Sie haben eine Wohnung, die ihnen nun gekündigt wurde wegen Eigenbedarf. Daran kann man auch nicht rütteln, denn der Sohn des Vermieters möchte seinen eigenen Haushalt haben zusammen mit seiner Freundin-also müssen die beiden innerhalb der nächsten 3 Monate raus.

Normalerweise würden die beiden keine Wohnungen mit Makler anschauen, denn das ist alles mit Kosten verbunden. Doch der Wohnungsmarkt ohne Makler gibt nicht viel her.

Was dürfen sie als ALGII Empfänger und welche Kosten übernimmt die ARGE?
Wann müssen solche Anträge gestellt werden?

Bitte nicht mit Steinen werfen-sie wollen ja nicht umziehen sondern sie MÜSSEN umziehen.

Ich danke euch für jede Antwort!

LG Mona

Beitrag von windsbraut69 24.05.10 - 09:38 Uhr

Ich bin mir jetzt nicht 100% sicher aber ich meine, dass die Kündigungsfrist bei Eigenbedarf min. 6 Monate beträgt, wenn das Mietverhältnis eine gewisse Zeit bestand.

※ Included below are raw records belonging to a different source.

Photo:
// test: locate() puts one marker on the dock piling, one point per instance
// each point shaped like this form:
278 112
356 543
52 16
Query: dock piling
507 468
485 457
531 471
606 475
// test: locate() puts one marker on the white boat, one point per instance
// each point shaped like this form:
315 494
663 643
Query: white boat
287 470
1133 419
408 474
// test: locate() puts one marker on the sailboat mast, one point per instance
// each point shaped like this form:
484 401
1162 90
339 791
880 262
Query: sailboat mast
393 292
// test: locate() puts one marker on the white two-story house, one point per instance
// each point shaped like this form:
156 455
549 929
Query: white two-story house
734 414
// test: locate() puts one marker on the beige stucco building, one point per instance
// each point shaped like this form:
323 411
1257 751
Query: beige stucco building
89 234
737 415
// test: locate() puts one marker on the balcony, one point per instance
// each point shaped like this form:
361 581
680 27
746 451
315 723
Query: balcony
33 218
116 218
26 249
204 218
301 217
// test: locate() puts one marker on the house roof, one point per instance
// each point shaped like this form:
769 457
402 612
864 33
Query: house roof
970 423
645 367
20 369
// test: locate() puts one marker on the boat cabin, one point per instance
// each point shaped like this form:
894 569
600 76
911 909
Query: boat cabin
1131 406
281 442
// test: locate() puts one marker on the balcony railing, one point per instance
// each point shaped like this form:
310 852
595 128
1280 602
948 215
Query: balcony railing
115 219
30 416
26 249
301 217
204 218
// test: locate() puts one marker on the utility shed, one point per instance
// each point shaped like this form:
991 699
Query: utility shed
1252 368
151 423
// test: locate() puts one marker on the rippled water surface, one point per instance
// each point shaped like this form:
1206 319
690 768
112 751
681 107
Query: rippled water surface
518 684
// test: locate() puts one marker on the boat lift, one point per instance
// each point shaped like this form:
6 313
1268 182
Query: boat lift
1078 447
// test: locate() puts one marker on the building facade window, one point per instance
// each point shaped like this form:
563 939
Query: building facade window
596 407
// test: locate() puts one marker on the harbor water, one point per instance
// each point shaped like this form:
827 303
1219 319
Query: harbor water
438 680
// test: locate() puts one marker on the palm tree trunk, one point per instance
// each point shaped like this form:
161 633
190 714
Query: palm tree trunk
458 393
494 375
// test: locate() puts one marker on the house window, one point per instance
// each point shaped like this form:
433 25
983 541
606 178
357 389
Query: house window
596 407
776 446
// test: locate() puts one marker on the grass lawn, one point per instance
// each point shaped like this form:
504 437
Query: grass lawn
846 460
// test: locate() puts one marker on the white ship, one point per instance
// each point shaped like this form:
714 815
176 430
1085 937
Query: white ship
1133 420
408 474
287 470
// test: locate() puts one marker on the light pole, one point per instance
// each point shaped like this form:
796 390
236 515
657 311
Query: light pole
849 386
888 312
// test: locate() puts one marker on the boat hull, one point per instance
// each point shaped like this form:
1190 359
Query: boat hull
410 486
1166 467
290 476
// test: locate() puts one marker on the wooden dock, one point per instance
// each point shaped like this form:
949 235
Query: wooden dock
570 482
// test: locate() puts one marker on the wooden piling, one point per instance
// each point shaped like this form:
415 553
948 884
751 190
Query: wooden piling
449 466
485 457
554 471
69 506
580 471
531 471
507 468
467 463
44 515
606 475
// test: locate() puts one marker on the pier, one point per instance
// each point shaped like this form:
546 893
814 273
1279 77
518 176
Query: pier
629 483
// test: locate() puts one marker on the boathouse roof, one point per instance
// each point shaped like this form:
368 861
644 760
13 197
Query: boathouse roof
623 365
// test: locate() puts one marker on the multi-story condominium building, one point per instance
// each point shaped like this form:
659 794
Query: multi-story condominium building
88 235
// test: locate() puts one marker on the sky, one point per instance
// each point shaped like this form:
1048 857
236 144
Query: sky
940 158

Google mal - vielleicht müssen sie gar nicht sooo schnell raus.

Deine eigentliche Frage würde ich mit dem zuständigen Sachbearbeiter klären und mir auch vorab schriftlich bestätigen lassen, welche Kosten übernommen werden.

LG

Beitrag von tweety25883 24.05.10 - 09:44 Uhr

Hallo

Erkundige dich mal als erstes, was der jetzige vermieter übernehmen muss. Das ist auch schon etwas, dann ist es beim Amt weniger. Genaues kann ich die grad leider nicht schreiben. Aber vielleicht nochmal googlen.

LG Tweety

Beitrag von wasteline 24.05.10 - 12:02 Uhr

Der Vermieter MUSS gar nichts übernehmen. Wenn er den Eigenbedarf begründet hat, die Begründung rechtsgültig ist und die Kündgungsfrist den Vorgaben entspricht......warum sollte er an den Mieter was zahlen müssen?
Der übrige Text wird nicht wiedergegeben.